Parents have an incredible amount of rights over our children and how they are raised in the US. We have access to more private information about our young children than anyone else, and we aren’t legally compelled to keep their medical history secret. So no one is going to make us treat our kids with respect, and no one is going to make us keep their medical data private. We have to choose that.
But I think we should. We live in an ableist world where symptoms of disabilities are often stigmatized and mocked. Bathroom difficulties are high on the list of shameful or scornful challenges. All too often, I see parents of disabled children talking openly and publicly about their child’s difficulties with toilet use. While this kind of talk is fairly common among parents of toddlers of all ability levels, as kids age, most will grow out of toileting challenges, and those that don’t will generally have disabilities. When parents talk about their seven or eight year old child and describe their toilet accidents, they are jeopardizing their child’s future employment prospects.
The internet is forever, and it’s searchable. There are some things no one needs to know about your child. There are some things a few people need to know – like their doctors and school teachers. There are even fewer things that the whole world needs to know, or should know about your child. Future employers don’t need to know about your daughter’s meltdown when she was ten and had the flu. Potential future romantic partners don’t need to know that your son still had bladder control issues as a preteen.
While we aren’t bound by law to protect our children’s privacy, in particular their medical privacy, we should be compelled by love for our children to do so. The next time you think about posting about a meltdown or a toilet mishap or whatever,ask yourself “Who needs to know this?” I’m open about my son being autistic. I don’t go into details about his struggles. I don’t want to bias anyone against him or encourage them to prejudge him or other autistic people based on his toughest moments.

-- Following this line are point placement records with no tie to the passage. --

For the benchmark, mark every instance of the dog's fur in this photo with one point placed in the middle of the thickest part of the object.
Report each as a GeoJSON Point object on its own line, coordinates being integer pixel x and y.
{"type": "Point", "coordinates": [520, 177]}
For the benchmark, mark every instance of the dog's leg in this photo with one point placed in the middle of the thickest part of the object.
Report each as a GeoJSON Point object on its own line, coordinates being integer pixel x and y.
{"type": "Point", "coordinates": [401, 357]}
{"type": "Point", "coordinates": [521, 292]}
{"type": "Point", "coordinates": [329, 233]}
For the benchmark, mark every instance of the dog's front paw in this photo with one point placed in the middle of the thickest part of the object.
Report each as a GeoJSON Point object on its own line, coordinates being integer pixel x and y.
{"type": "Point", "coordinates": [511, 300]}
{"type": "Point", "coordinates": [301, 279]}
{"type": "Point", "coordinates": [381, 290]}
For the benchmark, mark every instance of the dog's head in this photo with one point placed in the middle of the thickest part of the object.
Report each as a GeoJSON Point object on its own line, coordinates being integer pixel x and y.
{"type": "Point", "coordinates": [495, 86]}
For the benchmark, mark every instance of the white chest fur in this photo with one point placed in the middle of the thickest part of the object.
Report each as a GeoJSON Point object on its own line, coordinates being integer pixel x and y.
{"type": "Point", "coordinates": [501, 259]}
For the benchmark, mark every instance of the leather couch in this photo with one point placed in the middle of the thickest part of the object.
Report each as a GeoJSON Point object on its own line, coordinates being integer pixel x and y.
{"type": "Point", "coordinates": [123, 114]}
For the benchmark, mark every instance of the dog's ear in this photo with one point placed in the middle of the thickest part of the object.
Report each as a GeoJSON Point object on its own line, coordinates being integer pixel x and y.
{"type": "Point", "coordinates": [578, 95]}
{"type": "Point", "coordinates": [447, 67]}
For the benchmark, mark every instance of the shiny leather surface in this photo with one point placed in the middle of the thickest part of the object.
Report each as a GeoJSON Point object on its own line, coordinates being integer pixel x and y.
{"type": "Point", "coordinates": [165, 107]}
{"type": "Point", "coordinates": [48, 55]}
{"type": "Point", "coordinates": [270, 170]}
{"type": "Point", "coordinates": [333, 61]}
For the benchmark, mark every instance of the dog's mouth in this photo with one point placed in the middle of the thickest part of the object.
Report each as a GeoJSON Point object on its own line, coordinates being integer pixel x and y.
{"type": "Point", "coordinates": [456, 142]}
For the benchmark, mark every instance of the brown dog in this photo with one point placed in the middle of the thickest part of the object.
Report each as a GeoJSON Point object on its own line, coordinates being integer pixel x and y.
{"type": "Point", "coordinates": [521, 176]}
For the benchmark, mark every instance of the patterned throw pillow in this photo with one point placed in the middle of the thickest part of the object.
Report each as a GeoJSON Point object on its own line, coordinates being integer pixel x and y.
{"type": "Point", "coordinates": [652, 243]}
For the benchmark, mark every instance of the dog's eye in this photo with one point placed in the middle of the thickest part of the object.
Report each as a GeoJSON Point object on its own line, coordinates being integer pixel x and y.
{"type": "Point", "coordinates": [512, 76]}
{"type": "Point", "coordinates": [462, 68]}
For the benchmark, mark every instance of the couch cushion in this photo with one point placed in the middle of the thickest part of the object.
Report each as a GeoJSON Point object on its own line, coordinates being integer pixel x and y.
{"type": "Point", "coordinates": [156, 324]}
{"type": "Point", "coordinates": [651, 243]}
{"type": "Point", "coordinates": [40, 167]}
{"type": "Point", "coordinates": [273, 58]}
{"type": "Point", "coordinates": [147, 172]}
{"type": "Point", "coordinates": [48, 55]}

We should encourage the world to love our children and accept them, not to fear them or see them as burdens. Make sure what you put out into the world affirms the rights of your child and adults with similar health conditions. If you really need to vent, if you simply must talk about the bad parts along with the good, do so privately. Call a friend. Write in your diary. Private message with someone who will understand and be supportive and still love your child at the end of the day. The whole world doesn’t need to know about all your children’s struggles, until your children are ready to share those themselves.